Researchers found that 49 percent of IT security professionals surveyed are more concerned about internal threats than external threats. Malware installed unintentionally by employees was the top concern of respondents, ahead of stolen or compromised credentials, snatched data and abuse of admin privileges.
“Internal threats are emerging as equally as important as external threats, according to respondents. This means that an employee cutting corners to get their job done more efficiently is viewed as potentially just as dangerous as a malicious external hacker,” said Diane Hagglund, founder and principal of Dimensional Research. “Yet these views aren’t reflected in the allocation of security budgets, which is traditionally focused on perimeter security.”
In addition to concerns about insider threats, the report also analyzed cybersecurity training and end user engagement programs. While 95 percent of the companies surveyed provide end user security training, only 10 percent believe the training is very effective.
“Intentional or not, insider threats are real,” says Ajit Sancheti, CEO of Preempt. “Without real-time prevention solutions and improved employee engagement, these threats will not only increase, but find more sophisticated ways to infiltrate and navigate a network. The future of security practices rely on the ability to not only understand users and anticipate attacks, but also how to mitigate threats as quickly as possible.”
Insider threats are a growing problem for enterprises:
- About half (49 percent) are more concerned about internal threats than external threats.
- Top concerns are malware installed by careless employees (73 percent), stolen or compromised credentials (66 percent), stolen data (65 percent), and abuse of admin privileges (63 percent).
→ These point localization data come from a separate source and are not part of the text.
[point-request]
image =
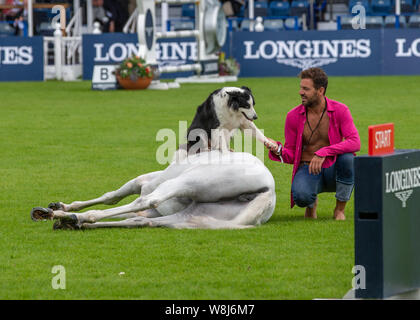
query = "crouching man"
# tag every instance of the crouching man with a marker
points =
(320, 141)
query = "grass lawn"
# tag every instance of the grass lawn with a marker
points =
(64, 142)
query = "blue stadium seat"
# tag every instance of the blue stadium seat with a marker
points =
(346, 22)
(391, 19)
(273, 24)
(245, 25)
(279, 8)
(6, 29)
(299, 7)
(414, 21)
(364, 3)
(381, 6)
(374, 22)
(188, 10)
(407, 6)
(260, 9)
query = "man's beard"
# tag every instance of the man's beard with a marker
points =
(311, 103)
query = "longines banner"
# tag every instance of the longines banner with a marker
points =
(401, 54)
(265, 54)
(115, 47)
(21, 59)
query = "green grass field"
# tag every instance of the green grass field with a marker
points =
(64, 142)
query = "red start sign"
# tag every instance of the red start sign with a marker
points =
(381, 139)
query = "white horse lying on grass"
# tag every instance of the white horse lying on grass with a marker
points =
(213, 189)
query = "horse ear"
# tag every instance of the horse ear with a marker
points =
(233, 101)
(249, 92)
(246, 89)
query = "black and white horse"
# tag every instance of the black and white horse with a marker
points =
(205, 186)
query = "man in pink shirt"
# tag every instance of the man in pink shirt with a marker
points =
(320, 141)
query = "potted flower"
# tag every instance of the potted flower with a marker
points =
(229, 66)
(134, 73)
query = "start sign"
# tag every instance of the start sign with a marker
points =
(381, 139)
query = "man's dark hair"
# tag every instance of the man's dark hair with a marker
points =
(318, 76)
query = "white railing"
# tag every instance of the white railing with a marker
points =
(62, 57)
(131, 23)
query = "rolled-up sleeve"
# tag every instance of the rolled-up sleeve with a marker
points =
(348, 131)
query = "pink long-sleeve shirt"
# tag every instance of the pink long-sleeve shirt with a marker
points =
(342, 134)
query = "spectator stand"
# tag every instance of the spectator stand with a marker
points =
(383, 14)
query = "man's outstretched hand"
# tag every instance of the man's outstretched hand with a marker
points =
(271, 145)
(316, 164)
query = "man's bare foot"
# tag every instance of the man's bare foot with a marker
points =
(311, 212)
(339, 210)
(339, 215)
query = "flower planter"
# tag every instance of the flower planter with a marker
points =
(128, 84)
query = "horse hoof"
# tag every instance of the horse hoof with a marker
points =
(68, 223)
(56, 206)
(39, 214)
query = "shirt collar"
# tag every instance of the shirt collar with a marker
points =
(330, 106)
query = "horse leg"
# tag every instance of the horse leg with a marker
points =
(253, 213)
(134, 186)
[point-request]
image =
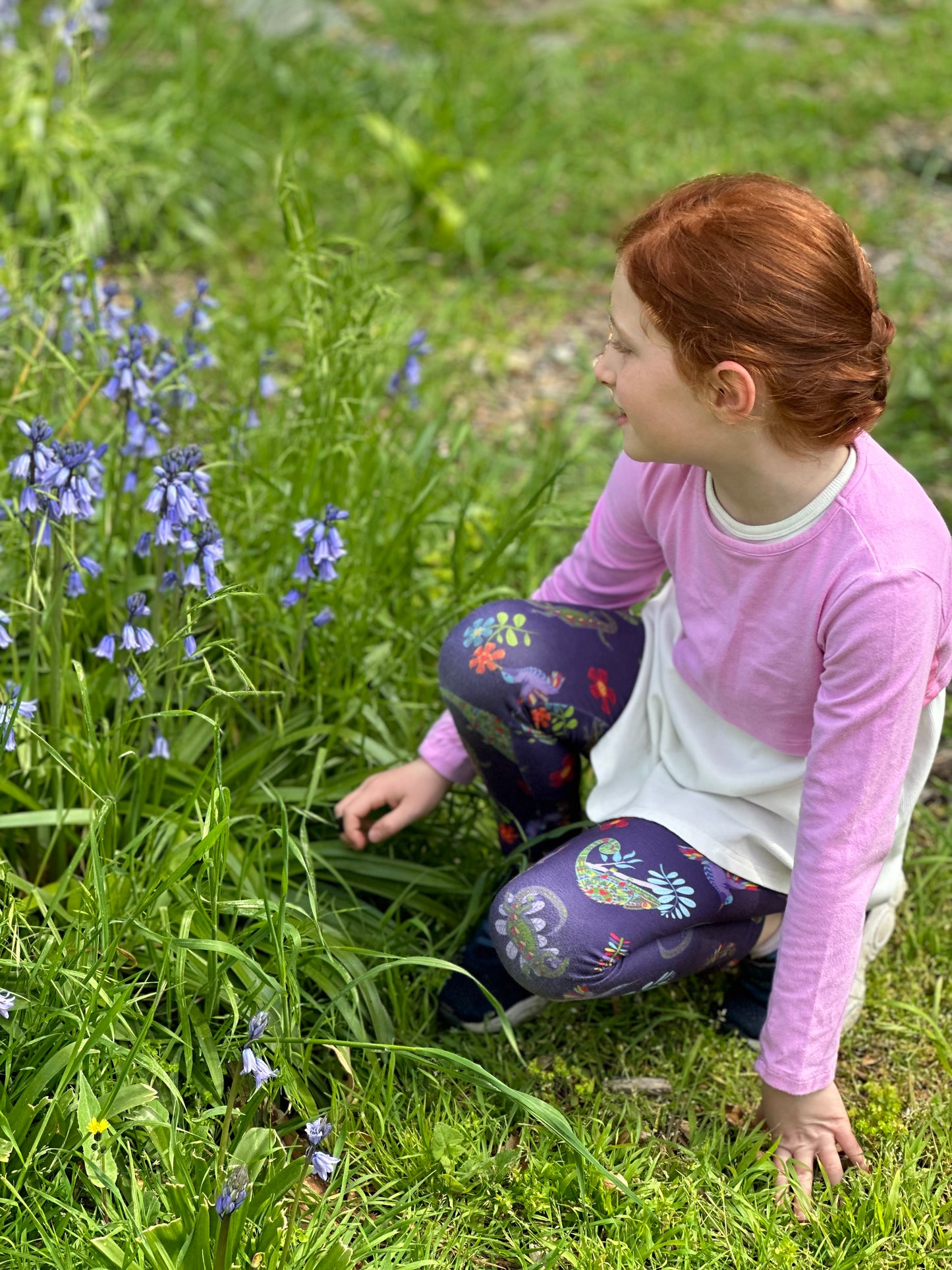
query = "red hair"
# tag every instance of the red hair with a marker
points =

- The majority of security professionals (87 percent) are most concerned about naive individuals or employees who bend the rules to get their job done; only 13 percent are more concerned about malicious insiders who intend to do harm.
End user engagement is critical to the success of security programs:
- While 95 percent provide end user security training, only 10 percent believe the training is very effective.
- 81 percent say end users are willing to learn, but only 25 percent say they are willing to put in the effort to learn.
- 66 percent see value in providing real-time training and feedback when an end user does something they shouldn’t.
Security teams need additional solutions and approaches to help protect from insider threats:
- Only 10 percent describe their security team as lacking necessary skills.
- 64 percent have the skills, but are overworked so can’t respond.
- 91 percent report insiders have access to systems they shouldn’t.
- 70 percent can’t effectively monitor privileged user activities.